Rainfall Amounts Affected By Deforestation
April Flowers for redOrbit.com – Your Universe Online
Tropical rainfall can be significantly affected by deforestation, a new study finds, which can have potentially devastating impacts for people living in and near the Amazon and Congo forests.
The research team, a collaboration between the University of Leeds and NERC Centre for Ecology & Hydrology, found that for a majority of the Earth’s tropical land surface, air passing over extensive forests produces at least twice as much rain as air passing over little vegetation. In some cases, rainfall was increased thousands of kilometers away by these forests.
The research team estimated that the destruction of tropical forests would reduce rain across the Amazon basin by up to 21 percent in the dry season by 2050 by combining observational data with predictions of future deforestation.
In the study published in Nature, lead author Dr Dominick Spracklen from the School of Earth and Environment at the University of Leeds said, “We were surprised to find that this effect occurs strongly across more than half of the tropics. We found that the Amazon and Congo forests maintain rainfall over the periphery of the forest basins – regions where large numbers of people live and rely on rainfall for their livelihoods. Our study implies that deforestation of the Amazon and Congo forests could have catastrophic consequences for the people living thousands of kilometers away in surrounding countries.”

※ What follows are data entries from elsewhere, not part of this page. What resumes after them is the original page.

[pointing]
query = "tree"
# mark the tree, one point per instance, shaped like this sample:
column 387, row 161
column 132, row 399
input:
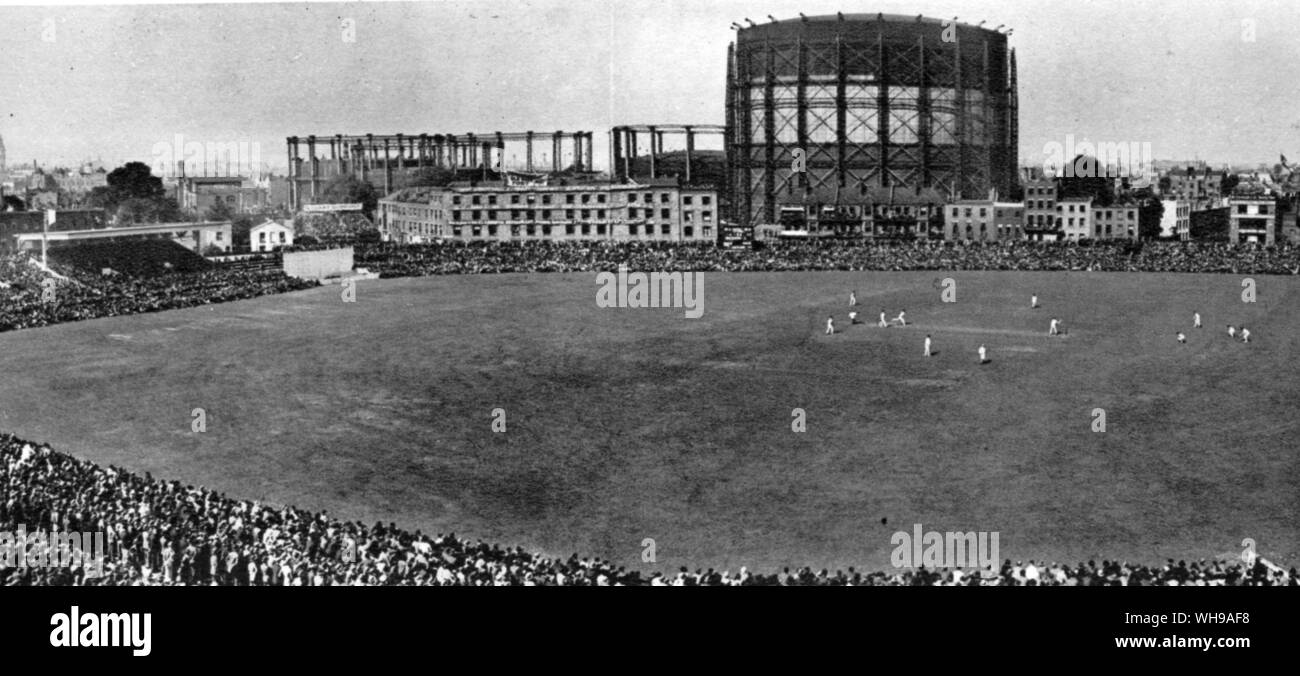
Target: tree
column 1088, row 180
column 1149, row 212
column 133, row 185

This debate over the effects of vegetation on rainfall has been raging for hundreds of years. It is well established that plants put moisture back in the air through their leaves by a process known as evapotranspiration, but the quantity and geographical reach of rainfall generated by large forests has been unclear, until recently. While there is plenty of anecdotal evidence that forests significantly increase rainfall, until now there has been a lack of observational evidence.

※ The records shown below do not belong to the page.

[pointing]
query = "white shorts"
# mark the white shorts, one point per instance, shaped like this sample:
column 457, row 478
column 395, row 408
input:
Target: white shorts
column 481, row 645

Spracklen and colleagues used newly available NASA satellite observations of rainfall and vegetation, along with a model that predicts atmospheric wind flow patterns to explore the impact of Earth’s tropical forests.

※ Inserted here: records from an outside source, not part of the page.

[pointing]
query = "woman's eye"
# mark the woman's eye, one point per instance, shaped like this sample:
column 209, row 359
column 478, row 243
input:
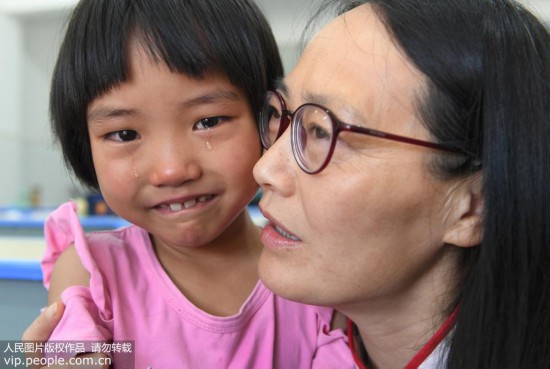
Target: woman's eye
column 123, row 136
column 318, row 132
column 209, row 123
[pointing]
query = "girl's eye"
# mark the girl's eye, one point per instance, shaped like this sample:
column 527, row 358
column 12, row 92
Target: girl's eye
column 123, row 136
column 209, row 123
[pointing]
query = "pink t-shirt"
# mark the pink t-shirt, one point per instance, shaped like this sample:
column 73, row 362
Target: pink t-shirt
column 131, row 298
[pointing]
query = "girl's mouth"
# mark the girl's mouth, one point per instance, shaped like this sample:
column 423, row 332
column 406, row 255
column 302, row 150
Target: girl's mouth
column 187, row 204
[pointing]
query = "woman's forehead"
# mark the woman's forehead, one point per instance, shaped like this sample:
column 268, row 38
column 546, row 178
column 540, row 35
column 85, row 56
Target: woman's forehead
column 354, row 63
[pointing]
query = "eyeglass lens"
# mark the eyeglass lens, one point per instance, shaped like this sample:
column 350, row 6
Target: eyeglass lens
column 312, row 131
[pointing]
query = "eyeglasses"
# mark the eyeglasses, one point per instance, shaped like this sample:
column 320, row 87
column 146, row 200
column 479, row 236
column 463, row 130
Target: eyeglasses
column 313, row 131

“We looked at what had been happening to the air over previous days — where it came from and how much forest it had travelled over,” Dr Spracklen said.
The team investigated the journey of air masses arriving over different parts of the forest, to see the cumulative amount of leaf cover the air had moved over during the previous ten days, not just the amount of vegetation it was over when it rained. This revealed that the more vegetation the air had travelled over, the more moisture it carried and more rain was produced.
“The observations show that to understand how forests impact rainfall, we need to account for how air has interacted with vegetation during its journey through the atmosphere often over thousands of kilometers. This has significant implications for how policy makers should consider the environmental impacts of deforestation, since its effects on rainfall patterns may be felt not only locally, but on a continental scale,” said Dr. Stephen Arnold from the University of Leeds.
Dr Spracklen said the findings showed the importance of initiatives to protect tropical forests. “Brazil has recently made progress in slowing the historically high rates of deforestation across the Amazon and our study emphasizes that this progress must be maintained if impacts on rainfall are to be avoided. The Amazon forest maintains rainfall over important agricultural regions of Southern Brazil, while preserving the forests of the Congo Basin increases rainfall in regions of Southern Africa where rain fed agriculture is important. Increased drought in these regions would have severe implications for their mostly subsistence farmers.”